Going beyond the function definition domain
Take for example the arccosine function acos (), which takes values in the interval [-1; 1]. Now we will use it to get the angle between two vectors. To do this, you need to pass the scalar product of normalized vectors to acos () and then at the output we get the angle in radians. Everything is simple. So, we write the code:
float x1 = 10.f; // это первый вектор
float y1 = 1.f;
float length1 = sqrt(x1 * x1 + y1 * y1);
x1 /= length1;
y1 /= length1; // норализуем его
float x2 = 2.f; // это второй вектор
float y2 = 10.f;
float length2 = sqrt(x2 * x2 + y2 * y2);
x2 /= length2;
y2 /= length2; // норализуем его
float dotProduct = x1 * x2 + y1 * y2; // скалярное произведение векторов
float angle = acos(dotProduct);
printf("acos(dotProduct) = %e\n", angle); // вывод угла между векторами
Now let's check how this code behaves with almost parallel vectors:
for (int i = 0; i < 100; i++)
{
float x1 = 10.f;
float y1 = 5.e-3f * (rand() % 10000) / 10000; // добавим немного случайности в вектор
float length1 = sqrt(x1 * x1 + y1 * y1);
x1 /= length1;
y1 /= length1;
float x2 = 10.f;
float y2 = 5.e-3f * (rand() % 10000) / 10000;
float length2 = sqrt(x2 * x2 + y2 * y2);
x2 /= length2;
y2 /= length2;
float dotProduct = x1 * x2 + y1 * y2;
float angle = acos(dotProduct);
printf("dotProduct = %1.8f acos(dotProduct) = %e\n", dotProduct, angle);
}
...
dotProduct = 1.00000000 acos(dotProduct) = 0.000000e+000
dotProduct = 1.00000000 acos(dotProduct) = 0.000000e+000
dotProduct = 0.99999994 acos(dotProduct) = 3.452670e-004
dotProduct = 1.00000012 acos(dotProduct) = -1.#IND00e+000 << NaN
dotProduct = 1.00000000 acos(dotProduct) = 0.000000e+000
dotProduct = 1.00000012 acos(dotProduct) = -1.#IND00e+000 << NaN
...
In this synthetic example, for 100 iterations, I got 9 angle values that contained NaN. In a real project, this error can occur extremely rarely.

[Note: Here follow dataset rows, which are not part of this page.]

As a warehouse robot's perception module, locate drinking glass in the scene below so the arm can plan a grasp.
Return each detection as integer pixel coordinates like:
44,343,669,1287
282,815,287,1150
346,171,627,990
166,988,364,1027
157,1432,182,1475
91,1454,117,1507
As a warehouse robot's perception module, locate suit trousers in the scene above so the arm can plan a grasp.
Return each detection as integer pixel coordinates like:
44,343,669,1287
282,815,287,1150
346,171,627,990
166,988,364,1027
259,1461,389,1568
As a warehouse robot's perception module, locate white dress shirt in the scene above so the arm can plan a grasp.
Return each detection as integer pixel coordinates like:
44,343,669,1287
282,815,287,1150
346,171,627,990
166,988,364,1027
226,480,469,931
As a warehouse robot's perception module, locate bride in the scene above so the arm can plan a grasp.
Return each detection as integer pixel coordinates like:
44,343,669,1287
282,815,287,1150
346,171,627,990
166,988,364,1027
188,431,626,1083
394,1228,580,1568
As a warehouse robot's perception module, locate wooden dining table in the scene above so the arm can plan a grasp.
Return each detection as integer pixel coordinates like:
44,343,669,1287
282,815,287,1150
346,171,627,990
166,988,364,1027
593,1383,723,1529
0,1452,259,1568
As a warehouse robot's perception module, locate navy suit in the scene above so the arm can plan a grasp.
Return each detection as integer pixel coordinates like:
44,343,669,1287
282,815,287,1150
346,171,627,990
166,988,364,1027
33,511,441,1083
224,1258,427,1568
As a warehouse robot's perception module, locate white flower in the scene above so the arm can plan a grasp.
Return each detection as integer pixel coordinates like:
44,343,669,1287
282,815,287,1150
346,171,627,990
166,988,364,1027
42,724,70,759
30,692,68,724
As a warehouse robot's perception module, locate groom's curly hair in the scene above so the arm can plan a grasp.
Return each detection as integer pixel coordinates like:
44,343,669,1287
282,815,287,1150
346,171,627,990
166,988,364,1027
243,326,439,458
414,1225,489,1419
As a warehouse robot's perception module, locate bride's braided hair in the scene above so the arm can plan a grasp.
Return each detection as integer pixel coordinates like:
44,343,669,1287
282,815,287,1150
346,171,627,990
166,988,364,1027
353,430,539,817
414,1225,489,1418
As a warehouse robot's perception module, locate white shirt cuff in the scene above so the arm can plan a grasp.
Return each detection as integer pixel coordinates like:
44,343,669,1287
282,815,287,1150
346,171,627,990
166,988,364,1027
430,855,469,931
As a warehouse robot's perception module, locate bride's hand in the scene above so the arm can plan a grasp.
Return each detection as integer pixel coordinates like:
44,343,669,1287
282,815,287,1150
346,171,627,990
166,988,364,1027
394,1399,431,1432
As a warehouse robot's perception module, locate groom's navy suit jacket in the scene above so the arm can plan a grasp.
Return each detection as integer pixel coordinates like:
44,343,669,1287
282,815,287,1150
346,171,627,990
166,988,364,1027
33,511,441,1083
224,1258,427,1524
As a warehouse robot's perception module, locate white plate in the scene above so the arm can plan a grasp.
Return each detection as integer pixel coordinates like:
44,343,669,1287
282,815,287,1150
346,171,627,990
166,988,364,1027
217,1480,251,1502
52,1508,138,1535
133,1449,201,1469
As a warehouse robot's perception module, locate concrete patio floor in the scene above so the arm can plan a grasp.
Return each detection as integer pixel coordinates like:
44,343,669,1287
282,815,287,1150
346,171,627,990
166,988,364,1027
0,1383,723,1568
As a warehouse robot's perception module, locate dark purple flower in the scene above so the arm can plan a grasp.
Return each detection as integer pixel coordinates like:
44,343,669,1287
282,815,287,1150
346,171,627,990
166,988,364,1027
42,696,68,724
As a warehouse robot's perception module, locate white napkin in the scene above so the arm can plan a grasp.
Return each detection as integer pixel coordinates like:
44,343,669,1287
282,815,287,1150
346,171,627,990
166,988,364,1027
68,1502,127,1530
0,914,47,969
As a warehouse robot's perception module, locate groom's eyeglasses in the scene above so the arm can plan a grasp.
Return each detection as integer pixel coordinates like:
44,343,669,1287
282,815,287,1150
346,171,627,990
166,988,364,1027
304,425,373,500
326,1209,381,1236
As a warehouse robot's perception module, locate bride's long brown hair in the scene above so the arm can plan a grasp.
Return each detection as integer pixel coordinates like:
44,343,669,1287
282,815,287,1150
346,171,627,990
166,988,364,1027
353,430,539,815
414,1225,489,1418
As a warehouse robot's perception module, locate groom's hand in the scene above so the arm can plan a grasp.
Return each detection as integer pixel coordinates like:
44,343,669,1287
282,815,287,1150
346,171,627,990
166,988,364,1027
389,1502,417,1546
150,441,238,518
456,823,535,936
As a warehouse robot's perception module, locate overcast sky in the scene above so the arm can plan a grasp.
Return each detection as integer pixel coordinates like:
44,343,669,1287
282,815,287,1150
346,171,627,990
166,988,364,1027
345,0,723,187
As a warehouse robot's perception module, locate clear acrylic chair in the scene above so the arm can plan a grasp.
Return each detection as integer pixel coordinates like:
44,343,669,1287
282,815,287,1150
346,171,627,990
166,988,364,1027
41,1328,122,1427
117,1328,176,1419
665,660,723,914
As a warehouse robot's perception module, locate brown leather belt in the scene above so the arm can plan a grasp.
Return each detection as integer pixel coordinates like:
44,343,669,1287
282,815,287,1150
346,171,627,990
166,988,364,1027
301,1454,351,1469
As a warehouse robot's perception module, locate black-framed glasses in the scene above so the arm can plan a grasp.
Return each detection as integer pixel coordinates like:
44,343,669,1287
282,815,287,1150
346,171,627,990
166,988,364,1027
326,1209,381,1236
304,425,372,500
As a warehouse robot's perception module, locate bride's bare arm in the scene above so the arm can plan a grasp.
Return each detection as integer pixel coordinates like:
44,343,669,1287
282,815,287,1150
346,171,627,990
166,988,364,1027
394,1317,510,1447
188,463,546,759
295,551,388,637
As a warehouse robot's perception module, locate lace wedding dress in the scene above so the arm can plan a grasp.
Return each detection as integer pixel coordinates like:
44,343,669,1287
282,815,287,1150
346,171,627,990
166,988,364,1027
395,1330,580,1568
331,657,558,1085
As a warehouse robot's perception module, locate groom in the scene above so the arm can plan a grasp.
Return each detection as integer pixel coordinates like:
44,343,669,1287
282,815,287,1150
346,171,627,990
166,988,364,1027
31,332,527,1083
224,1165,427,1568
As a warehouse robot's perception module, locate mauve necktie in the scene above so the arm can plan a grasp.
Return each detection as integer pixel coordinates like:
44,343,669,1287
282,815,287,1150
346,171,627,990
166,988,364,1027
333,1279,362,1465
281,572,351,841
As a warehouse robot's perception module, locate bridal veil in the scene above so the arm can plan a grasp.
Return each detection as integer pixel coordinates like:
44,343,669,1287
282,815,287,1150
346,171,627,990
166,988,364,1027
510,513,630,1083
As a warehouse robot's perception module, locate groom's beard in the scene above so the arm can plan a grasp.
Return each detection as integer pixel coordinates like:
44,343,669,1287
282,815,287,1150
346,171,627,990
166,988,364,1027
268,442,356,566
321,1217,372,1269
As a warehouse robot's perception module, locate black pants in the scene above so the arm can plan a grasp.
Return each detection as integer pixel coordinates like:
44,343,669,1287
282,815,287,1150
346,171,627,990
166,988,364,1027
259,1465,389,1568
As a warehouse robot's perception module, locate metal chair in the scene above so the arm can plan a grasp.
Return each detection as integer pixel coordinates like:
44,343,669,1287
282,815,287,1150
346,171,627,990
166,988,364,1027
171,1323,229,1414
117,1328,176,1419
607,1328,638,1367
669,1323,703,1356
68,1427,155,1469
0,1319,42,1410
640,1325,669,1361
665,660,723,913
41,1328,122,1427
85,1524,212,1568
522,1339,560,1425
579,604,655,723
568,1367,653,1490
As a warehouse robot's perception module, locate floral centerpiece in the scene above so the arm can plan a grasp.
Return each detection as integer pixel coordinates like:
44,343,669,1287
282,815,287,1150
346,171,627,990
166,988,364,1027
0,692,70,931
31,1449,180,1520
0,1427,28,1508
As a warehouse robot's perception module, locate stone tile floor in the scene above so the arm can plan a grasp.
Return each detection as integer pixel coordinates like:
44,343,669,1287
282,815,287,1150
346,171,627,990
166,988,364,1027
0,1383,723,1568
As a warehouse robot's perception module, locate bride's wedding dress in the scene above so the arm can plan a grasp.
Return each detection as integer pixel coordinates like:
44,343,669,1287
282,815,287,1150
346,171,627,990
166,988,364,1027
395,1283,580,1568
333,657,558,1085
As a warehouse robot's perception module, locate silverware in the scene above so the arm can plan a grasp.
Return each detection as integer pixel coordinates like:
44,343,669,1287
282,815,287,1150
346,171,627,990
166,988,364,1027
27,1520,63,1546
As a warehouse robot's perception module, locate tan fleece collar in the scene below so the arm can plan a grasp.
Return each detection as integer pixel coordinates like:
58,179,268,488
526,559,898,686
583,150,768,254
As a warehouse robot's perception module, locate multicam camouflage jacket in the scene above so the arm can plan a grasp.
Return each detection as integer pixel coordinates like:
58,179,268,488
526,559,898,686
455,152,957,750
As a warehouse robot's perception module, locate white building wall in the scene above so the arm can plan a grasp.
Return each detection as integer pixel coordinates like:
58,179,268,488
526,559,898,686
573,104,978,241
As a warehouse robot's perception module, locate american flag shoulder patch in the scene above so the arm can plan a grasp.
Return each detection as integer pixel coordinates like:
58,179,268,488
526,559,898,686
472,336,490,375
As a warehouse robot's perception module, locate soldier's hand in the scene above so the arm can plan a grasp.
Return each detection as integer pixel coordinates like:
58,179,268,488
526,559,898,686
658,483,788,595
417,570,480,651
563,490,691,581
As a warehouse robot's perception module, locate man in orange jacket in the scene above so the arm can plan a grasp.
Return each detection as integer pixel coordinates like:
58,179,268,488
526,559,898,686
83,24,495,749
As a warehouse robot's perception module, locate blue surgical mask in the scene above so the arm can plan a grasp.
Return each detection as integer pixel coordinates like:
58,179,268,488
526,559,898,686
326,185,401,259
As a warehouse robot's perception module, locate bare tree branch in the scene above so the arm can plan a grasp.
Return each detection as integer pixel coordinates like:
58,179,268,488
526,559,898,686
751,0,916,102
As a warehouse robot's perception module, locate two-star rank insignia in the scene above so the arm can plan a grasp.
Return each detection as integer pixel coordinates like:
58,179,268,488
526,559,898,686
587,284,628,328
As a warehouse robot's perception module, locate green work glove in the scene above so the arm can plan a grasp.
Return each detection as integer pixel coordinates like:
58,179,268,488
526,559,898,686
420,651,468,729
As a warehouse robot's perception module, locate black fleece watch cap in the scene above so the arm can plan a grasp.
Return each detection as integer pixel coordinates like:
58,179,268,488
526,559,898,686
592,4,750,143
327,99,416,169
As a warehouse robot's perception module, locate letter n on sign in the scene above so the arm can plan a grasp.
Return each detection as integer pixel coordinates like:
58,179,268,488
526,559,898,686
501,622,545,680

In this case, it is necessary to replace acos (dotProduct) with a more secure call to acos (clamp (dotProduct, -1.f, 1.f)).
Conclusion
If you see division in the code, or the following functions: asin, acos, sqrt, fmod, log, log10, tan, into which the calculated parameter is passed, think about whether the parameter can fall within the boundaries of the definition domain? If so, be sure that one day he will go beyond the borders.